Geography classes often include applied components where students conduct fieldwork or address real-world problems. Several department courses connect geographic theory and application with a local focus. These courses follow an active learning model through a combination of field trips, community-based independent projects, and discussions with local practitioners to explore the human-environment connections within our community. Other courses have a more global focus. Examples include:

GEOG 260: Foundations of Geospatial Analysis and GEOG 365: Advanced Spatial Analysis

Looking for a place where students are an active part of the learning process? A place where the instructor and students collaborate to solve real-world problems? Richmond’s Spatial Analysis Laboratory is the place to be! Students who enroll in Geography 260 (Foundations of Geospatial Analysis) and Geography 365 (Advanced Spatial Analysis) will ‘learn by doing’ in these applied courses. Instead of being lectured to or reading about how to do GIS, students are actively engaged in the learning process by participating in real-world projects. In 2008-2009 students mapped the University of Richmond Campus – a project which resulted in the replacement of all official campus maps with student-driven work. In 2009-2010 students mapped and analyzed protected lands and indigenous territories of the Amazon Rainforest. The result: students learn the basics of GIS and much more!

Here’s what students have said:

“… by allowing us to work on a project with substantive meaning and community significance, we are more accountable and more actively engaged in understanding our work.”

“Honestly, these are the best classes I have taken here at the University.”

“Thus far this class has been the only one that my work has actually affected real people on the campus.”

“This class opened my eyes to SO MUCH MORE than GIS and ArcMap.”

GEOG 220: Ecotourism

This upper-level seminar gets students out of the classroom to assess the sustainability of Virginia's ecotourism along the Chesapeake Bay and the James River. In March of 2009, this class visited Tangier Island for an overnight field trip with community service components. In April of 2009, seminar students visited Pony Pasture and Belle Island in the James River Park System. In upcoming seminars, students will focus on urban ecotourism in the James River Park System.

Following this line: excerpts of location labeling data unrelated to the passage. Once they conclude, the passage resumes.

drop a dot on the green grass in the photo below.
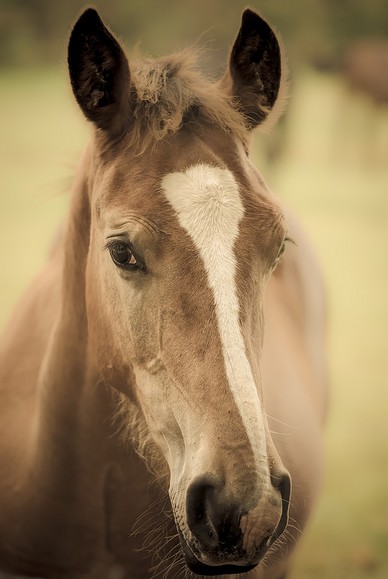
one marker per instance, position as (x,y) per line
(334,173)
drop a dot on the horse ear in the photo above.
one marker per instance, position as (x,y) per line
(255,69)
(99,74)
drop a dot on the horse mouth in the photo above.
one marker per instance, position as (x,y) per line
(196,566)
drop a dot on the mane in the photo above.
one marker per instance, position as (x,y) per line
(171,92)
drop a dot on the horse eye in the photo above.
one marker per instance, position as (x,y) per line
(122,255)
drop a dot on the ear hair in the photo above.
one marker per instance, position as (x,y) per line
(99,73)
(256,71)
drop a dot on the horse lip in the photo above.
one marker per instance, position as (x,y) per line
(196,566)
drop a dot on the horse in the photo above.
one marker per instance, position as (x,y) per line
(150,425)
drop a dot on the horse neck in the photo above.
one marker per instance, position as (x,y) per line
(70,406)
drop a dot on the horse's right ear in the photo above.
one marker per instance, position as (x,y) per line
(99,74)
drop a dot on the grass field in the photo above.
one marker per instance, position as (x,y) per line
(334,173)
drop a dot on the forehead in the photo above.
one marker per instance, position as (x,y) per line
(212,168)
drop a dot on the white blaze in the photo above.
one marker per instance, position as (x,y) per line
(209,208)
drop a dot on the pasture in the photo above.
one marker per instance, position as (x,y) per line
(334,173)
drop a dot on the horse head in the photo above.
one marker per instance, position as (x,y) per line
(184,235)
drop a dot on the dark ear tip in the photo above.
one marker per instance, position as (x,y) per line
(253,22)
(88,19)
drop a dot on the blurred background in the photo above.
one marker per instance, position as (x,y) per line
(327,159)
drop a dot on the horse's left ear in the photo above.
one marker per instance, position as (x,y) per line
(99,74)
(255,69)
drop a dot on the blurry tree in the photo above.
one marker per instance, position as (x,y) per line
(35,31)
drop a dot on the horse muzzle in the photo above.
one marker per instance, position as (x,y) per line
(220,537)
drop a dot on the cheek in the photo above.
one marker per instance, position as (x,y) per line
(153,392)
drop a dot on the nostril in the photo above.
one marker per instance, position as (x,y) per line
(208,517)
(199,497)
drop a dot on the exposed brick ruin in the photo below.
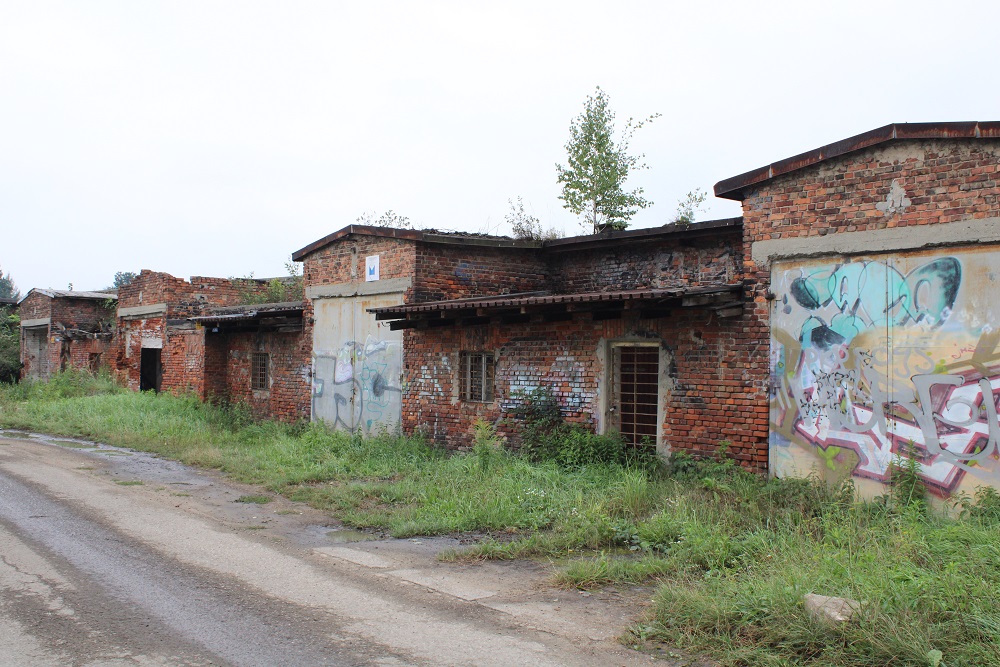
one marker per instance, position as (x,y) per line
(699,295)
(65,329)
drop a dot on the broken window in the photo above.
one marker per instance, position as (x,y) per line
(258,371)
(477,377)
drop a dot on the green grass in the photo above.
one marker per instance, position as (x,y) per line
(731,554)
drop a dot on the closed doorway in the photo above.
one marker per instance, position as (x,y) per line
(634,404)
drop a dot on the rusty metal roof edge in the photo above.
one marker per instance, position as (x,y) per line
(732,188)
(513,300)
(250,311)
(424,235)
(434,236)
(670,229)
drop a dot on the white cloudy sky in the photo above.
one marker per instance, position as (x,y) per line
(215,138)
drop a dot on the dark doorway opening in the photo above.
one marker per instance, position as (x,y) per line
(636,393)
(150,370)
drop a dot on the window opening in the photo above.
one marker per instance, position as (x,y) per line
(477,377)
(258,371)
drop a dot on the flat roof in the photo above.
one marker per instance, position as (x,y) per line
(569,243)
(585,300)
(734,188)
(69,294)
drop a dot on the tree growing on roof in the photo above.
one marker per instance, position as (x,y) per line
(388,219)
(526,226)
(689,207)
(593,180)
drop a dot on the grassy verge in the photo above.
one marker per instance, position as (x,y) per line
(732,554)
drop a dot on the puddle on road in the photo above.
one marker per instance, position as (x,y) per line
(347,535)
(71,443)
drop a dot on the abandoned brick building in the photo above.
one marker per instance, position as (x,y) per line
(197,337)
(847,319)
(63,329)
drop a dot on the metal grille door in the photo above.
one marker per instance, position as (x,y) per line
(636,390)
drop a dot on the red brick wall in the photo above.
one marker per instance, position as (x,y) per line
(71,320)
(288,397)
(943,181)
(456,271)
(650,264)
(710,392)
(183,298)
(35,306)
(343,261)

We will develop an environmental curriculum for youth in local area schools to highlight the ecological and social values of these natural areas in the heart of Richmond.

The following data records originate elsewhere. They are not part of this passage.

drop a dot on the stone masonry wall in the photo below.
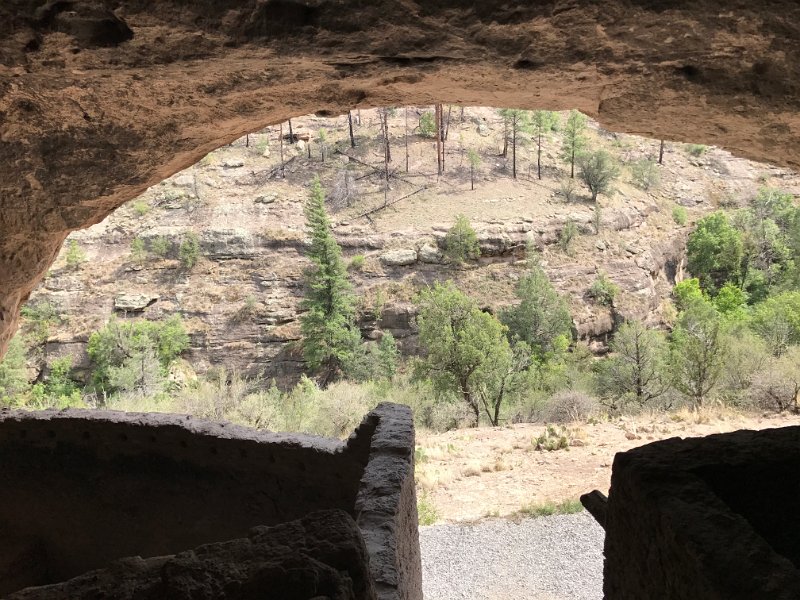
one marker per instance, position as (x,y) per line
(81,488)
(694,518)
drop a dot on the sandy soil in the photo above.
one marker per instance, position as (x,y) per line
(468,474)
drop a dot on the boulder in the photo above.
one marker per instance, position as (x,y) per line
(227,243)
(399,258)
(133,302)
(429,253)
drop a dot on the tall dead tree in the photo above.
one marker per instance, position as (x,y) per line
(350,122)
(283,164)
(405,136)
(438,114)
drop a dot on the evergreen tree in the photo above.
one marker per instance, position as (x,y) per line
(574,139)
(542,123)
(328,323)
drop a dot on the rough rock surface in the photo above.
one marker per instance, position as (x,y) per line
(711,517)
(320,555)
(100,100)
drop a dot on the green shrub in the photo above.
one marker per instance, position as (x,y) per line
(603,290)
(135,355)
(549,508)
(567,237)
(161,246)
(427,124)
(189,250)
(141,208)
(357,263)
(645,174)
(553,438)
(679,215)
(426,511)
(461,242)
(75,255)
(568,406)
(568,189)
(696,149)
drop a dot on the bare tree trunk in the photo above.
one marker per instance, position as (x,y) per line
(514,149)
(350,122)
(438,111)
(283,164)
(405,135)
(539,156)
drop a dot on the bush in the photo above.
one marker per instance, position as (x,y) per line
(567,237)
(138,252)
(161,246)
(141,208)
(461,242)
(135,355)
(568,406)
(696,149)
(553,438)
(357,263)
(603,290)
(567,189)
(189,250)
(645,174)
(427,124)
(679,215)
(75,255)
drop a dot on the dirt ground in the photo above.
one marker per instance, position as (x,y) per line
(469,474)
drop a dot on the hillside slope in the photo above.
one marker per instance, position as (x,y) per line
(240,301)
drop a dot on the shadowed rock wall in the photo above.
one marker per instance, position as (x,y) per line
(713,518)
(80,488)
(101,99)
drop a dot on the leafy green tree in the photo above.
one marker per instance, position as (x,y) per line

Here’s what students said about their trip to Tangier Island:

“I really enjoyed the trip because it allowed me to really see the impact that certain regulations have on fishermen… It’s easy to impose policies for conservation but environmentalists don’t always see the negative effects that these regulations have on watermen, who depend on the crabbing industry for their livelihood.”

“I went on the trip not knowing what it would bring or what I would learn but I really appreciated the time I spent on Tangier, both for my research and the experience as a whole.”

GEOG 345: Global Sustainability: Society, Economy, and Nature

What course allows you to research and justify the conservation status of the Imperial Eagle and also question the sustainable development approach funding that same conservation initiative?
In GEOG 345 students combine applied research on species conservation with a critical analysis of international sustainable development. In 2009 students wrote Species Assessment Reports for the Wildlife Conservation Society’s Afghanistan office. These reports contributed to Afghanistan’s environmental laws and had students recommending their listings in front of the Afghanistan Wildlife Executive Committee using Skype technology. Even as students practice applied research, they also critically analyze the process of sustainable development through the detailed examinations of key development and conservation institutions (World Bank, USAID, WWF…) using specific case studies from around the globe.

Here’s what students said about the course:

“I walked away from the experience with the knowledge that not only was my contribution of international importance for conservation but also that I was part of something that reached far beyond my preconceived notions of undergraduate work.”

"Never do you have the satisfaction at the end of a class of realizing, 'I could have changed the lives of people half a world away.'"

“I really thought this class helped me apply school knowledge to something bigger, which doesn't happen much in college."